Por Tomás Abraham (*) |
¿Pero todos los que ponen el grito en el cielo qué
proponen? ¿Cómo pretenden financiar el crecimiento de la economía con un Estado
deficitario, una balanza comercial en cero o negativa, fuga de divisas al
exterior o a cajas de seguridad, un ahorro interno inexistente y una puja
distributiva con resultado nulo y brecha social profunda?
Imposible. Los profetas del pasado dicen
que se debió hacer el ajuste apenas asumido el gobierno de Cambiemos. Saben
que no era posible, salvo que se lo hiciera con un helicóptero en
marcha en los techos de la Rosada.
Macri ganó las elecciones por un poco más de un
punto gracias a la estrategia de Cristina Fernández que, como es
tradición peronista, quería la eternidad no solo a costa del país sino de sus
propios compañeros. Perón lo hizo a través de María Estela, Menem lo hizo,
Néstor también, ¿por qué no ella?
Fue por la derrota de Aníbal Fernández y la
irrupción de María Eugenia Vidal en el panorama político nacional que asume un
grupo porteño en franca minoría en el Congreso con un mensaje de fundar un
nuevo país y presentar una nueva dirigencia.
¿Qué había dejado el kirchnerismo? Un país
cerrado sobre sí mismo salvo las buenas relaciones con Venezuela, Irán y
convenios de infraestructura con China. Un Banco Central sin reservas después
de una fuga galopante de divisas, una inflación y una pobreza
distorsionados por la intervención del Indec, un mercado del
dólar paralelo en blue y en negro que aceleraba la desfinanciación de
la producción, el cierre de las importaciones que impedía todo proyecto de
inversiones, un estímulo a la demanda que ya estaba agotado a pesar de los
planes de crédito con intereses disfrazados en los precios; en suma una
economía del engaño, sino del fraude. ¿Cómo podía Macri iniciar una
reconversión de la economía sin fortalecerse en lo político y llegar a
las elecciones intermedias con chances de equilibrar un Congreso
mayoritariamente opositor?
Shock. Se sabía, y muchos profetas del
pasado lo confirmaban, que una política de shock inmediata no era políticamente
posible, más aún porque el grueso de la ciudadanía había tenido a su
disposición una canasta de bienes subsidiados a los que no quería renunciar a
pesar de no poder solventarlo con lo que ya no se tenía, es decir, con
dinero. Se inventaba lo que se podía para aguantar y dejarle a Scioli
un mamarracho a la espera de un paso de mando.

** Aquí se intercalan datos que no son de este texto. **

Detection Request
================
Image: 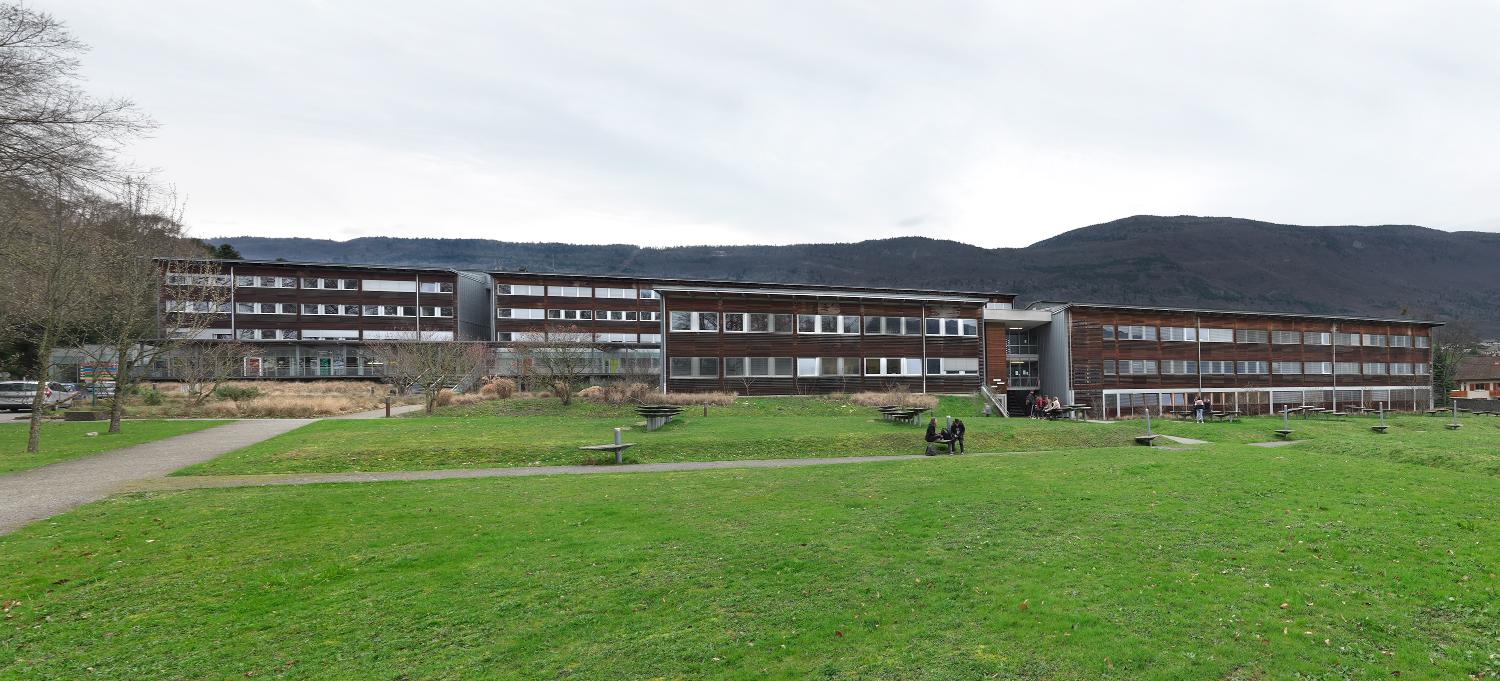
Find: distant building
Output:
[1454,357,1500,399]
[153,260,1440,419]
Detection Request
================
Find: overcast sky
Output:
[46,0,1500,246]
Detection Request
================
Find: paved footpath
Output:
[0,419,315,534]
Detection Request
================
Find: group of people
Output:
[1026,390,1064,419]
[927,419,965,456]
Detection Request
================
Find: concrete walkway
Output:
[129,455,948,492]
[0,419,317,534]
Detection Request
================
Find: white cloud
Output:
[47,0,1500,246]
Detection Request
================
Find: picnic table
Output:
[636,405,683,432]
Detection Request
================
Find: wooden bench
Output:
[927,438,954,456]
[579,443,636,464]
[636,405,683,432]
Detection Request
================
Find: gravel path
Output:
[0,419,315,534]
[129,455,948,492]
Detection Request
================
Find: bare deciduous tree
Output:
[365,333,489,414]
[0,182,101,452]
[80,179,231,432]
[510,326,602,405]
[0,3,152,185]
[173,341,251,410]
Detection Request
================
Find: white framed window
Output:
[1235,362,1271,375]
[1235,329,1271,345]
[1199,329,1235,344]
[1161,358,1199,377]
[1115,326,1157,340]
[804,315,860,335]
[234,303,297,315]
[1199,360,1235,377]
[927,357,980,377]
[302,276,360,291]
[797,357,860,378]
[927,317,980,339]
[668,312,719,332]
[167,272,234,287]
[1115,358,1157,377]
[302,303,360,317]
[725,357,794,378]
[234,275,297,288]
[363,305,417,317]
[168,329,234,341]
[668,357,719,378]
[365,279,417,293]
[302,329,360,341]
[1161,327,1199,342]
[864,317,923,334]
[162,300,231,315]
[864,358,923,377]
[495,284,548,296]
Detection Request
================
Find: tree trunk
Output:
[108,344,131,432]
[26,329,53,455]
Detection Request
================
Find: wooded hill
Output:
[216,216,1500,336]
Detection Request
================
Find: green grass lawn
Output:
[0,447,1500,680]
[0,420,230,474]
[177,398,1131,476]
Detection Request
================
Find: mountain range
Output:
[215,216,1500,338]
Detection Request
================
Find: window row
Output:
[668,357,980,378]
[1104,360,1431,377]
[199,273,453,293]
[1101,324,1430,348]
[495,332,662,344]
[668,312,980,338]
[495,284,659,300]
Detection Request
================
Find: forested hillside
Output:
[222,216,1500,336]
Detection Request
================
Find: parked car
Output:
[0,381,77,411]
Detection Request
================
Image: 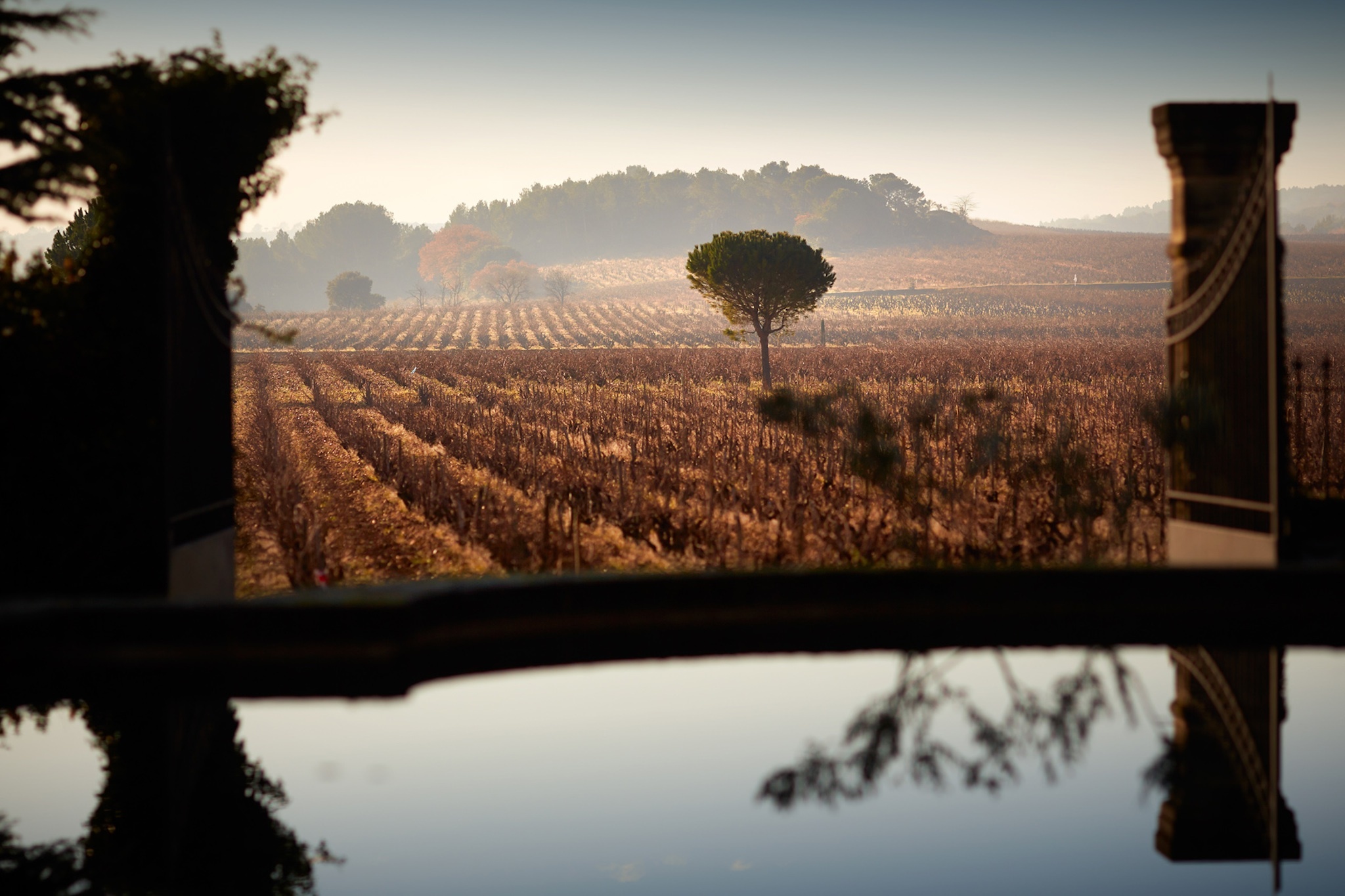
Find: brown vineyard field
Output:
[235,339,1345,595]
[235,228,1345,595]
[235,286,1166,351]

Ese mamarracho lo ligó Macri. Ahora bien, formar un
gabinete sobre la base de un llamado “equipo”, con una consigna de entregarse
al grupo y dejar de lado ínfulas narcisistas, y florecer todos juntos con un
Himno al entusiasmo, no daba ni para media Marsellesa.
Querer cambiar la Argentina atravesando el desierto
de la mano de Mauricio para llegar al paraíso de la pobreza cero era un mensaje
algo hiperbólico. Pero perdonable, si es que se viene de promesas como el salariazo,
la revolución productiva, con frases memorables como “con la democracia se
come” y el halago de la juventud maravillosa.
El problema no era el mensaje presidencial ni
siquiera la torpeza comunicacional de un mandatario que confunde al pueblo
argentino con un grupo terapéutico de Esalen, California, sino la
confusión de metas que son propias de un oxímoron semántico y económico.
Soñar con un Banco Central a la alemana presidido
por un funcionario que tenía por meta fundamental bajar la inflación, un
responsable de Hacienda que no reduce sino que aumenta el déficit fiscal, la
liberación del mercado cambiario con la consiguiente devaluación del peso, un
dólar congelado que nutre la voracidad de los capitales golondrinas, una
emisión sideral de títulos en pesos para distraerlos de la moneda verde, y un
ministro de Energía y otro de Transportes que anuncian que al fin se pagará lo
que realmente cuestan los servicios, da por resultado el FMI.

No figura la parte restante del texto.